An visualization of the feature matching algorithm matching two different dogs is shown below.
When these algorithms are implemented, our robot can find the class/type of localized objects that it scanned. For objects that the algorithm is very confident that it knows the class of, the objects are said to definitely be what the ML Model predicted them to be.
A visual representation of this algorithm classifying a person and a chair in an image is shown below.
This whole process of processing an image, then localizing and classifying all of the objects within that image is known as Object Detection.
A visualization using animals to help you understand the different parts of object detection as well as object detection itself is shown below.
The TurtleBot2 uses the above processes to come full circle and achieve Robotic Semantic Navigation (RSN). The robot senses and remembers the locations of boundaries as gathered by its LIDAR sensor to generate a map of its environment.
This is shown below by two photos of the map in the TurtleBot2's memory. The first image is before it moves around/scans the house and the second is afterward.
The TurtleBot2 also remembers the locations of the objects it classifies, can identify rooms based on those objects (Ex. Sink + Toilet = Bathroom), and remembers the locations of the classified rooms and objects.
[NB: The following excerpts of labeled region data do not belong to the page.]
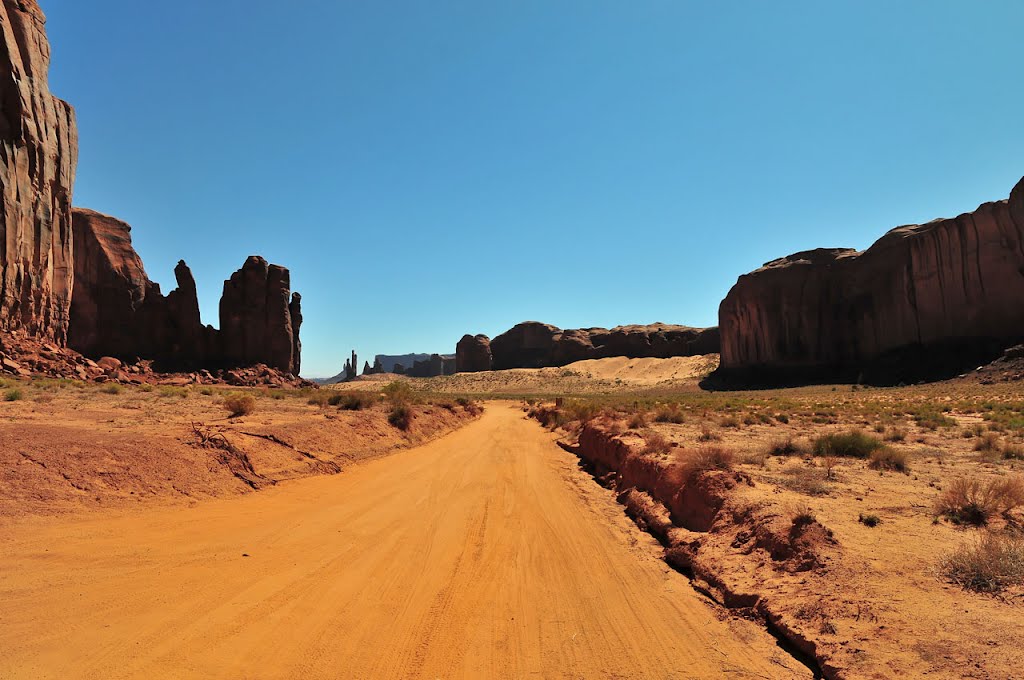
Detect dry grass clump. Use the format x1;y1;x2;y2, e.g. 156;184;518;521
334;392;377;411
777;463;830;496
867;447;910;472
676;447;736;479
697;423;722;441
224;393;256;418
936;475;1024;526
387;403;413;431
939;532;1024;593
813;430;885;458
643;430;672;454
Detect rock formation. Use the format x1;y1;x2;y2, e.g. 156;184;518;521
485;322;719;371
719;175;1024;383
0;0;78;343
455;335;490;373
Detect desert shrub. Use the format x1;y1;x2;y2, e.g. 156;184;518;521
337;392;377;411
1002;441;1024;461
886;427;906;441
939;532;1024;593
718;416;740;427
387;403;413;430
381;380;413;405
936;475;1024;526
867;447;910;472
643;430;672;454
677;447;736;479
813;430;884;458
654;403;686;425
697;423;722;441
224;392;256;418
768;437;801;456
857;513;882;527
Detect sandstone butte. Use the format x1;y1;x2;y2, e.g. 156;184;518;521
0;0;78;343
456;322;719;372
719;175;1024;383
0;0;302;375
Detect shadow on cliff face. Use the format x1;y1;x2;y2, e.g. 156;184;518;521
699;337;1022;391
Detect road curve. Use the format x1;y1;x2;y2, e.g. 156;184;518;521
0;405;809;680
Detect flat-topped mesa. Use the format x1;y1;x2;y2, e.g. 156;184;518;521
719;175;1024;383
479;322;719;371
455;335;490;373
0;0;78;344
220;255;302;375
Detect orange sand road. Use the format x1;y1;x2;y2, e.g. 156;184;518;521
0;405;809;679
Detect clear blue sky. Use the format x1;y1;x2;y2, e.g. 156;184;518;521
42;0;1024;376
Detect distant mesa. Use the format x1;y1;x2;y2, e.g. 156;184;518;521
456;322;719;373
68;208;302;375
715;175;1024;385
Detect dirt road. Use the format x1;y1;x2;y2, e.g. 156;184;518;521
0;405;809;679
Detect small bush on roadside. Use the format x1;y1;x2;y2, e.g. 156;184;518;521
643;430;672;454
867;447;910;472
387;403;413;431
939;532;1024;593
337;392;377;411
768;437;801;456
224;393;256;418
936;475;1024;526
813;430;884;458
974;432;1000;454
697;424;722;441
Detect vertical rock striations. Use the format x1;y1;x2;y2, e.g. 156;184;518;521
0;0;78;343
220;255;302;375
455;335;490;373
719;175;1024;382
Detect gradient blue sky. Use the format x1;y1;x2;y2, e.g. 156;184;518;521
42;0;1024;376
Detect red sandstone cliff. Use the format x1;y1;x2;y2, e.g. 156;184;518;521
0;0;78;342
719;175;1024;381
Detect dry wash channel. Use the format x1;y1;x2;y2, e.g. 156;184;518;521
0;405;809;679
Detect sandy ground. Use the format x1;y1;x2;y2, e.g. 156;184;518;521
0;405;809;679
342;354;718;395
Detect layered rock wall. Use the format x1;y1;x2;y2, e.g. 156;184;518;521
719;180;1024;382
0;0;78;343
These all allow the TurtleBot2 to sufficiently achieve the above goals and succeed in performing Robotic Semantic Navigation (RSN).
Our robot can...
Scan its environment for objects as it travels.
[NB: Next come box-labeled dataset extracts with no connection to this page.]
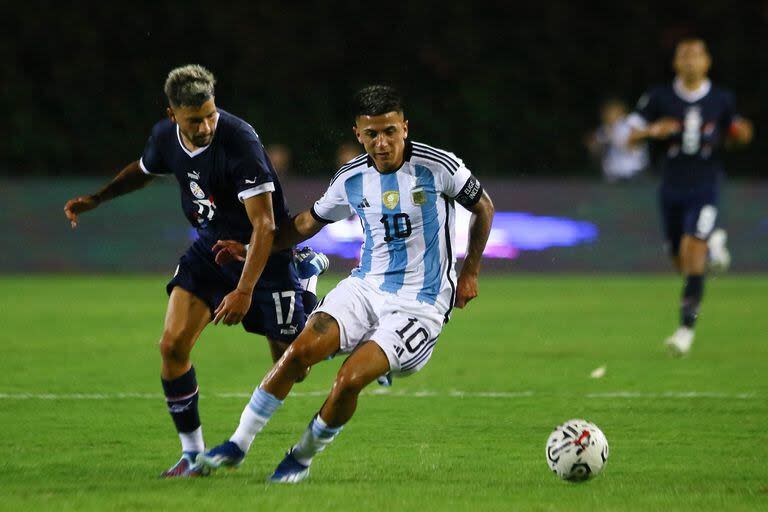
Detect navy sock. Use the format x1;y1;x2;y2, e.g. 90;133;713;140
162;366;200;433
680;276;704;329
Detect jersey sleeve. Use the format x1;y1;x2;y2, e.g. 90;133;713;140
230;126;275;202
440;155;483;210
627;89;661;130
310;179;354;224
139;123;171;176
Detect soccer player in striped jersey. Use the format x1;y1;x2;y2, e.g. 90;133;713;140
198;86;493;483
629;38;752;355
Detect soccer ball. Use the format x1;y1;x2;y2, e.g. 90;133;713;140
547;419;608;482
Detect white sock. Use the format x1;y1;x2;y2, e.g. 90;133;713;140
229;387;283;453
291;414;344;466
179;425;205;452
299;276;317;295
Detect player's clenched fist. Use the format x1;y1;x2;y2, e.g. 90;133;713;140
454;274;477;309
213;289;251;325
64;194;99;229
211;240;247;266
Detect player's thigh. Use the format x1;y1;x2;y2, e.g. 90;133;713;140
683;201;718;242
659;192;685;259
680;235;709;275
370;301;444;376
161;286;211;349
242;284;307;345
309;277;384;352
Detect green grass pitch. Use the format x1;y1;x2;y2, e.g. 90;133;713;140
0;274;768;512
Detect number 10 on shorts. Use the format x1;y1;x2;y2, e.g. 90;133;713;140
272;290;296;325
Use object labels/types to classify and label rooms.
Remember the layout and locations of rooms, objects, and landscapes.
Use all of the above to navigate to objects as commanded. (Ex. Go to the kitchen, find me a glass of water, find my keys, etc...)
https://drive.google.com/file/d/1cG49Q3WAU-d6P_bWwMQbTzbQEgfQJDZU/view?resourcekey
(Robot Demonstration in a Virtual Environment)
As you can see in the video, we are simulating a real-life scenario in which someone inside of their house tells a robot to go to the kitchen. We first told the robot to go to the kitchen. After this, the robot searched through its memory and found the exact location of the kitchen. Lastly, the robot used its map of the house's environment, which it had generated by scanning the house, to navigate to the kitchen.
Once we fine-tune/perfect the TurtleBot2, it can be used as a basis for ground manipulator (has claws, or arms, etc...) robots which can be used in virtually all fields. Many major world issues as well as minor inconveniences will be eliminated or minimized. Elderly people will be able to have robots retrieve their walkers for them and help them navigate to where they need to go. Hospitals, which are short on staff, will have robots that can retrieve vital supplies such as needles and defibrillators while still tending to their patients. Camp counselors will no longer have to walk all the way back to the bunkhouse because one kid forgot their sunscreen.